Trouble killing processes

Wed May 18 05:51:13 AEST 1988

> The real fix would of course be in the kernel.  I would suggest setting
> a timeout on each system call.  This way, an lseek on a dead tape drive,
> say, would fail after n secs of cpu.  Some sort of context might need
> to be saved before the syscall starts, so things can be restored.  This
> could be expensive.  Comments?

Probably not a good idea.

"lseek" is a bad example; in all current UNIX systems that I'm familiar with,
"lseek" only sets a "seek pointer" in memory - it never goes near the device.
This pointer is then used by the driver to position the tape before doing any
I/O operation.

A more germane example *might* be an I/O operation or an "position the tape"
"ioctl" operation on a dead tape drive, except that the *only* reason this
would require a timeout should either be that the tape driver is buggy and
doesn't immediately detect a dead drive or that it doesn't have some timeout
scheme *in the driver* to detect a dead drive.  Even such a timeout could be
tricky; some magtape operations can take a *very* long time to complete.

Basically, system calls should take as long as they need to; this could very
well be infinite ("pause()" or "sigpause()") or, worse, finite but
indeterminate.  In either case, no timeout can be imposed.

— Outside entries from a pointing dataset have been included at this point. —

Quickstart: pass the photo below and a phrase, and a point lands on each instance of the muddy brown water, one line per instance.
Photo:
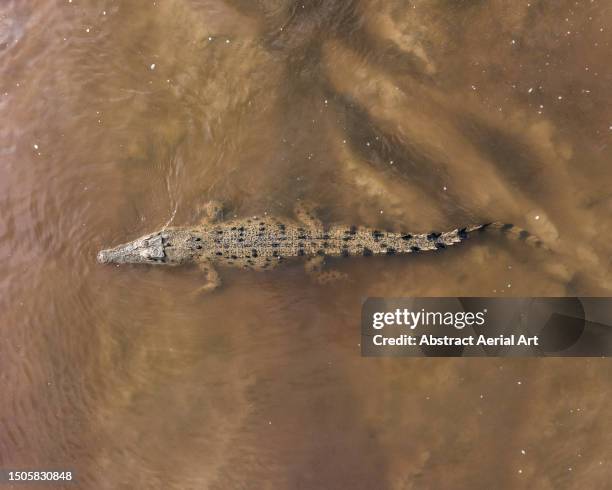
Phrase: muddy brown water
(120, 117)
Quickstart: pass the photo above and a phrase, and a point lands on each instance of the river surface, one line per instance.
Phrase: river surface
(120, 117)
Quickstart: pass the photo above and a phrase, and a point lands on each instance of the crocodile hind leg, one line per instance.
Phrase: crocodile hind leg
(213, 281)
(210, 212)
(314, 268)
(306, 215)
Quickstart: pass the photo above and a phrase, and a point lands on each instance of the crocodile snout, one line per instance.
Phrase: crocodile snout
(103, 256)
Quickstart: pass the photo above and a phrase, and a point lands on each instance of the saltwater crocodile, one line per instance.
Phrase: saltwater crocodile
(261, 243)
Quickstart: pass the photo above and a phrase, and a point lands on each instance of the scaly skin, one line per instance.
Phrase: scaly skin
(262, 243)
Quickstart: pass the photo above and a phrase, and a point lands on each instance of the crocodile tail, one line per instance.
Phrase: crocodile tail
(508, 229)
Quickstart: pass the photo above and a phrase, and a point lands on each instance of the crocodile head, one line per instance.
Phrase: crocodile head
(148, 249)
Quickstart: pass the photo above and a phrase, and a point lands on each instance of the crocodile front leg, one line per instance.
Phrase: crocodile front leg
(213, 281)
(314, 268)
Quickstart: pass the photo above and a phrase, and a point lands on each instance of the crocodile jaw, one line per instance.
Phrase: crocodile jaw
(145, 250)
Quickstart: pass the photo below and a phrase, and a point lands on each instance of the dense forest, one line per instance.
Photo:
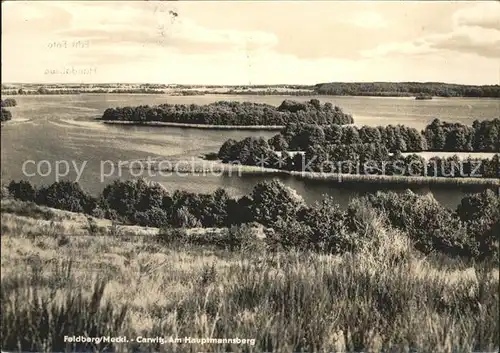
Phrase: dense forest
(357, 158)
(234, 113)
(482, 136)
(471, 230)
(406, 89)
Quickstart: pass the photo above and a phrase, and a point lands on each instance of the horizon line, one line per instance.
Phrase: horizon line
(248, 85)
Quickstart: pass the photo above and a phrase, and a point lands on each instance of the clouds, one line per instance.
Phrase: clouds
(483, 15)
(475, 30)
(367, 19)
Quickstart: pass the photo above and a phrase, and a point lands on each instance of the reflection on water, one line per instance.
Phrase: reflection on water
(63, 128)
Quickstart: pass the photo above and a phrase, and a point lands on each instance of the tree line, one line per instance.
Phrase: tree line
(350, 143)
(234, 113)
(6, 115)
(482, 136)
(405, 89)
(358, 158)
(472, 230)
(46, 91)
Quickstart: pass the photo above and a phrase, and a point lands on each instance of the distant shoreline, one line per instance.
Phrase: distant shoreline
(194, 126)
(206, 167)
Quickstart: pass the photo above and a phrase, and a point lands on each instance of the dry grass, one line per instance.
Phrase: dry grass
(386, 297)
(196, 126)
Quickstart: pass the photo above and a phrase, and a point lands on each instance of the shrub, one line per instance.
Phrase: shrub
(429, 224)
(22, 190)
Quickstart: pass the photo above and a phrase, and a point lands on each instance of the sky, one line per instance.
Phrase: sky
(250, 42)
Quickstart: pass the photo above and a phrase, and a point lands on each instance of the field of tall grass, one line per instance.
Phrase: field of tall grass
(63, 274)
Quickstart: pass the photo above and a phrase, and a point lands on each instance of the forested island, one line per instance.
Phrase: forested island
(381, 89)
(342, 149)
(233, 114)
(320, 227)
(406, 89)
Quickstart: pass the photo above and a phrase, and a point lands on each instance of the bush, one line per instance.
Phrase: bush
(154, 217)
(22, 190)
(67, 196)
(430, 225)
(481, 214)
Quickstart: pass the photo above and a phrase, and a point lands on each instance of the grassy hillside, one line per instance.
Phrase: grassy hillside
(63, 274)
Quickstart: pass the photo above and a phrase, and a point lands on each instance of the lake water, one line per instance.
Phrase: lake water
(56, 128)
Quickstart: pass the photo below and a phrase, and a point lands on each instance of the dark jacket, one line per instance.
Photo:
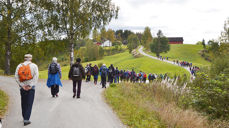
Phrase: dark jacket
(82, 75)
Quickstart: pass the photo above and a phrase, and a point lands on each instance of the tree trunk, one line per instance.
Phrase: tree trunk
(71, 51)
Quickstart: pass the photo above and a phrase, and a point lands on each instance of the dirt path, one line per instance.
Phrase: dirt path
(153, 57)
(90, 111)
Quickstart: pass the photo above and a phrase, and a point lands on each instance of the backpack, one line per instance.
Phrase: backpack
(76, 72)
(24, 73)
(110, 70)
(103, 72)
(53, 69)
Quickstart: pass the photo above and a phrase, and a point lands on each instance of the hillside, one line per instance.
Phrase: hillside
(185, 52)
(128, 62)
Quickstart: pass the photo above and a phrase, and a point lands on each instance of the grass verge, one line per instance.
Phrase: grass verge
(3, 103)
(153, 105)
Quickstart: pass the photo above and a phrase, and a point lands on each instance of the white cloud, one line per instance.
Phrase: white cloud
(191, 19)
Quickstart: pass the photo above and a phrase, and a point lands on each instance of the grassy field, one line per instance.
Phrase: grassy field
(151, 106)
(128, 62)
(185, 52)
(3, 103)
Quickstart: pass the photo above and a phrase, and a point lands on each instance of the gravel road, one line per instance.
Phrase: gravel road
(90, 111)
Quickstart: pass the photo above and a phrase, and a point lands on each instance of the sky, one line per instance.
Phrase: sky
(194, 20)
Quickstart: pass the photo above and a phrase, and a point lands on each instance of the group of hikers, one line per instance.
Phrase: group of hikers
(27, 74)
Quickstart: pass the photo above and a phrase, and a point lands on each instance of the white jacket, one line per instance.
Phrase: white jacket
(34, 73)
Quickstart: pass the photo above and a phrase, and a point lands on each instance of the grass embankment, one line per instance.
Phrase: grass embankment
(185, 52)
(3, 103)
(126, 61)
(152, 106)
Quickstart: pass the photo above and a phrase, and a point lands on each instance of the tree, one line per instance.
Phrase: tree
(76, 18)
(133, 42)
(18, 25)
(203, 43)
(110, 35)
(160, 44)
(103, 34)
(224, 38)
(147, 37)
(96, 36)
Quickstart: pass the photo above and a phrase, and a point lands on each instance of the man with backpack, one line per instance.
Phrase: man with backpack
(76, 74)
(26, 76)
(111, 73)
(95, 73)
(116, 75)
(54, 76)
(103, 72)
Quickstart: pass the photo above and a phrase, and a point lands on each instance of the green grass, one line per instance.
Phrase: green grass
(3, 103)
(186, 52)
(129, 111)
(128, 62)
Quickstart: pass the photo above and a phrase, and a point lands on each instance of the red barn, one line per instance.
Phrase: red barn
(175, 40)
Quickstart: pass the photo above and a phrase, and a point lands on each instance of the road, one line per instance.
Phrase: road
(90, 111)
(153, 57)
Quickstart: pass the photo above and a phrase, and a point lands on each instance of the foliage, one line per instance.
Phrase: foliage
(126, 61)
(133, 42)
(160, 44)
(19, 23)
(210, 90)
(146, 38)
(3, 103)
(76, 18)
(183, 52)
(151, 105)
(224, 38)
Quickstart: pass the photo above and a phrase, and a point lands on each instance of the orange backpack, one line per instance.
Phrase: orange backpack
(24, 73)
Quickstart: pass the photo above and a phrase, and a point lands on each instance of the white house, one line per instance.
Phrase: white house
(107, 44)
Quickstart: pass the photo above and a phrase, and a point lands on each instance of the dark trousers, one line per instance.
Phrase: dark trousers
(54, 89)
(88, 78)
(103, 82)
(27, 98)
(78, 87)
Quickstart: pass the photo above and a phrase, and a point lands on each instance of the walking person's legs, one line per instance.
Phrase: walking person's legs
(74, 89)
(79, 88)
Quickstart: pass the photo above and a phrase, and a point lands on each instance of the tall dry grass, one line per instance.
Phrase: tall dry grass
(157, 98)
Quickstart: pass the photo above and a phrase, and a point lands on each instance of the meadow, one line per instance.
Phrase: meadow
(185, 52)
(126, 61)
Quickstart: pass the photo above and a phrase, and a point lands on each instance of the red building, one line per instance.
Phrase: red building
(175, 40)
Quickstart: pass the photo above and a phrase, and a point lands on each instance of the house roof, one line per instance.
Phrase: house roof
(175, 39)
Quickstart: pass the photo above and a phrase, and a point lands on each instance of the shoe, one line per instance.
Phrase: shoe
(27, 123)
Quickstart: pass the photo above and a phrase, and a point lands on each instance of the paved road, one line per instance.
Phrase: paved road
(153, 57)
(90, 111)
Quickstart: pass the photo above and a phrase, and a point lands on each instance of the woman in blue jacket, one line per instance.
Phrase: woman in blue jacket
(54, 76)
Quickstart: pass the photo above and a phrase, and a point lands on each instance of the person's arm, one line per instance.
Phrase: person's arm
(70, 73)
(17, 76)
(60, 73)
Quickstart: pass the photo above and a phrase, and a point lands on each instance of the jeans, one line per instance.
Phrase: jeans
(54, 89)
(27, 98)
(78, 87)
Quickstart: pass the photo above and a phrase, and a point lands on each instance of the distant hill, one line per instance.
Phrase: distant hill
(186, 52)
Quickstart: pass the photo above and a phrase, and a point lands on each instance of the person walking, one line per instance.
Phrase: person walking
(95, 74)
(54, 76)
(103, 72)
(26, 76)
(116, 75)
(76, 74)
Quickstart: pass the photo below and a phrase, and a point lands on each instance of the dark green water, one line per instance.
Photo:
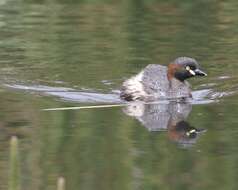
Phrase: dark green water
(94, 45)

A typical "wedged" process is either waiting for something that *must* complete
(in which case its unkillability is unfortunate but unavoidable) or is hung due
to a kernel bug (in which case the real fix is, of course, in the kernel - but
it's not to kludge in a timeout).

(P.S. the timer obviously doesn't want to be based on CPU time - a blocked
process tends to consume CPU time *extremely* slowly, if at all.)